The children who sexually assault other children may be the popular jocks, the loners or anyone in between. There is no typical attacker, no way for schools to predict who might inflict that kind of torment on a classmate.
Thousands of school-age offenders are treated annually for sexual aggression in the United States, yet experts see no standard profile of personality, background or motivation.
They say that while anti-social behavior can suggest a greater risk of offending, the cool kid may attack and the rebel may reform. Their reasons are rarely as straightforward as physical gratification and range from a sense of entitlement to desperation to fit in.
Though many sexual assaults aren’t reported to authorities, research shows that about 95 percent of juvenile offenders who enter the justice system won’t be arrested for another sex crime: The ordeal of facing police and parents scares many straight.
And with treatment and maturation, experts say, young abusers typically recover.
“It’s not a lifelong trajectory,” said Maia Christopher, executive director of the Association for the Treatment of Sexual Abusers. “Children tend to be much more influenced by effective kinds of interventions than adults.”
An ongoing Associated Press investigation has documented how K-12 schools in the United States can fail to protect students in their care from sexual assault, sometimes minimizing or even covering up incidents. Schools also struggle to help sexually aggressive students, both before and after they do lasting harm.
The leading research suggests the overwhelming majority of the nation’s roughly 50 million K-12 students will never sexually attack a peer. For those who do, the juvenile justice system stresses second chances, and even unrepentant offenders don’t forfeit their right to an education.
In class, privacy laws can mean teachers and peers do not know their pasts.
Counseling offered
At Forest Hills Central High School in the suburbs of Grand Rapids, Michigan, Marques Mondy’s basketball talent was obvious. The risk he presented was not.

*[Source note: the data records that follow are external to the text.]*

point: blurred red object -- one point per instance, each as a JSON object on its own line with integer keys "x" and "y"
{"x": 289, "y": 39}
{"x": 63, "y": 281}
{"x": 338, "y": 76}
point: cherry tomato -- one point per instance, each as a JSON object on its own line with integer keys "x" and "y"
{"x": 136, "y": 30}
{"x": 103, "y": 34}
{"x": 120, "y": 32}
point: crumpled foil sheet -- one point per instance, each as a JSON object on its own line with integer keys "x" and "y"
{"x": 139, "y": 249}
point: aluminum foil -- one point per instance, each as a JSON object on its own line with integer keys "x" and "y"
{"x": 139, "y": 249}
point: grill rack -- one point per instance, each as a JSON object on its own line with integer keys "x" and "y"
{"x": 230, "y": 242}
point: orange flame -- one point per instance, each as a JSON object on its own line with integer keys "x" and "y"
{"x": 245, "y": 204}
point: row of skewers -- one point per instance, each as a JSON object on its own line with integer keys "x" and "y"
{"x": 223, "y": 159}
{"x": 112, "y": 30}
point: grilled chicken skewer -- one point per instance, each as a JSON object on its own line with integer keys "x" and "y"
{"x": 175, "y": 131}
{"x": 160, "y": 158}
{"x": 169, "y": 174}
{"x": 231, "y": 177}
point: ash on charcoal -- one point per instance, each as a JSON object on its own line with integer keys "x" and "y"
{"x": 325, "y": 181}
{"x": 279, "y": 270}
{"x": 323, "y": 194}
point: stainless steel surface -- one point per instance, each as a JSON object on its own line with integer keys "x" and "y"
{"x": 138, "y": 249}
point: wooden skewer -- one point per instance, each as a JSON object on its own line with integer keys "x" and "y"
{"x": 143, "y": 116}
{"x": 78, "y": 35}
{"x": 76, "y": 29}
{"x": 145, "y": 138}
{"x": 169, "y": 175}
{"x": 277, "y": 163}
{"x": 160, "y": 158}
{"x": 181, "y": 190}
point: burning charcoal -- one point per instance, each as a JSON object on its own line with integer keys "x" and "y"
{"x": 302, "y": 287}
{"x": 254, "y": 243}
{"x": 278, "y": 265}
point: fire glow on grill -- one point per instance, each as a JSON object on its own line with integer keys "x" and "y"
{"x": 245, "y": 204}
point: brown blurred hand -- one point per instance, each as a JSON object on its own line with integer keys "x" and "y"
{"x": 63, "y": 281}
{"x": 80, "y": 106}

After the Division I prospect pleaded guilty to assaulting a classmate in a darkened band room, a judge ordered him into adolescent sex offender treatment — for the second time. His first round was as a fourth-grader, after he pleaded guilty to assaulting two 11-year-old girls, according to records AP obtained.
In mandatory counseling as a high school junior, Mondy insisted he did nothing wrong. The therapist saw no value in more sessions: Without that basic acknowledgement, treatment would not succeed.
Adults can play a huge role in rehabilitation, whether by pushing young offenders to confront reality or shielding them from responsibility.
As in fourth grade, Mondy’s mom was fiercely protective.
“I hope race isn’t a factor when determining who is telling the truth and who is lying,” Nicole Scott, who is black, wrote a school district official on Christmas Day 2010. Her son’s accusers were white.
Mondy, now 23, said he would call AP to discuss the high school assault. He never did.
“He didn’t do the treatment he needed to do,” said Vicki Seidl, the prosecutor who handled Mondy’s juvenile cases. “If you can’t admit you’ve done something wrong, you’re never going to change behavior.”
The toughest patients need support from all sides, according to one of the nation’s pre-eminent juvenile sexual offender experts.
“The safest sex offender is somebody who is stable, occupied, accountable to others and has a plan for the future,” said therapist David Prescott, who has treated or assessed hundreds of sexually aggressive kids and now works in Maine for an alliance of nonprofit organizations.
Because children are constantly developing, experts say age is an important factor when it comes to the motivation for attacks. Feelings of control or entitlement might spur a high school student. A middle schooler could act on impulse and opportunity. Elementary students might not know they are violating boundaries.
Academic studies suggest that what might seem like two obvious risk factors — exposure to pornography and being the victim of sexual abuse — are far from certain triggers. Broader life instability, such as physically or psychologically abusive parents, appears to increase risk.